Packet forging/injection attacks
BR/EDR
BLE
A packet injection attack is the deliberate sending of altered or crafted data packets for the purpose of manipulating or disrupting the normal operations of your connected devices. This is possible when there is no verification that the packet is correctly formatted or sent by a legitimate device.
If an application requires custom security methods and decides to use cryptography for a particular service, application layer security methods must be adecuate to prevent packet forging and injection attacks.
Not complying with this control may mean that, despite of the efforts of using application level security measures, theese can be bypassed.
Description
The procedure consists on studying and analyzing if the selected encryption methods are secure against packet forging and packet injection attacks.
This control is considered satisfactory when it is verified that the mechanism for generating a valid packet is not so trivial that it allows the creation of new packets without knowledge of the encryption key for the packet.
Related resources
To check this control, the following resources may be useful:
ID | Description |
---|---|
BSAM-RES-04 | Bluetooth connections sniffing |
BSAM-RES-05 | Capture of a Bluetooth connection |
Example case
During an audit, a device with custom application layer encryption is found. Particularly, an user is able to set a secret password in the device that cyphers the traffic at application layer.
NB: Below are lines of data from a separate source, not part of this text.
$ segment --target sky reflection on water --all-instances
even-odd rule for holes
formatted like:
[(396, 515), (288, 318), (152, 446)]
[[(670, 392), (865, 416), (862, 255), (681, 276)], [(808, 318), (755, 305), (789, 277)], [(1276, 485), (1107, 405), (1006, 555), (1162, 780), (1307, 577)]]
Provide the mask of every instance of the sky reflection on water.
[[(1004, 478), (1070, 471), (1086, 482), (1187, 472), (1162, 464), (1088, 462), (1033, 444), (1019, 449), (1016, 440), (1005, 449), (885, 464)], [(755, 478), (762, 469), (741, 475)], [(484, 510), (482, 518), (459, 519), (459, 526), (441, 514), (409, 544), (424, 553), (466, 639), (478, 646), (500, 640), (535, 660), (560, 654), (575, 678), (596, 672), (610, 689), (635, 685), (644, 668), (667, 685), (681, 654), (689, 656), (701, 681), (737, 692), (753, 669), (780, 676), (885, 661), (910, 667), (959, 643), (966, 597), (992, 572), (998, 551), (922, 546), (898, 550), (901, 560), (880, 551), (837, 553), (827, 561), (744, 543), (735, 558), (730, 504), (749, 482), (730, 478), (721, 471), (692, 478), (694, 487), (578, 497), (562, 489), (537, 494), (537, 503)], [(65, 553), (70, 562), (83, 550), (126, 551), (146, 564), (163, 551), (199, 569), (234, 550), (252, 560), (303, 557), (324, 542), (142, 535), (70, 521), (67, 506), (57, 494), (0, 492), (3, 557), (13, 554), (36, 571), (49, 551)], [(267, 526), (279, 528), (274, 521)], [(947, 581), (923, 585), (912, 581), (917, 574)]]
Data packets exchanged with the device include a PDU that contains a sequence number to avoid replay attacks, as in BSAM-AP-05 (Replay attacks). This number gets incremented each time a packet is sent and it is checked that the new number is greater than the latest record in the device. The PDU also contains a CRC32 field to verify the integrity of the packet.
Packets are encrypted using an stream cypher. This means that a pseudo-random stream is generated and xored to the original packet.
In this scenario, an attacker can captura an encrypted message c for a an unknown plaintext m. The attacker can compute an encrypted message c’ = c ⊕ (Δ, CRC(Δ)) that will correctly decrypt to a message m’ = m ⊕ Δ . If the attacker uses the Δ changes to modify the sequence number part of the message, it is able to reinject packets back to the device without knowing its contents.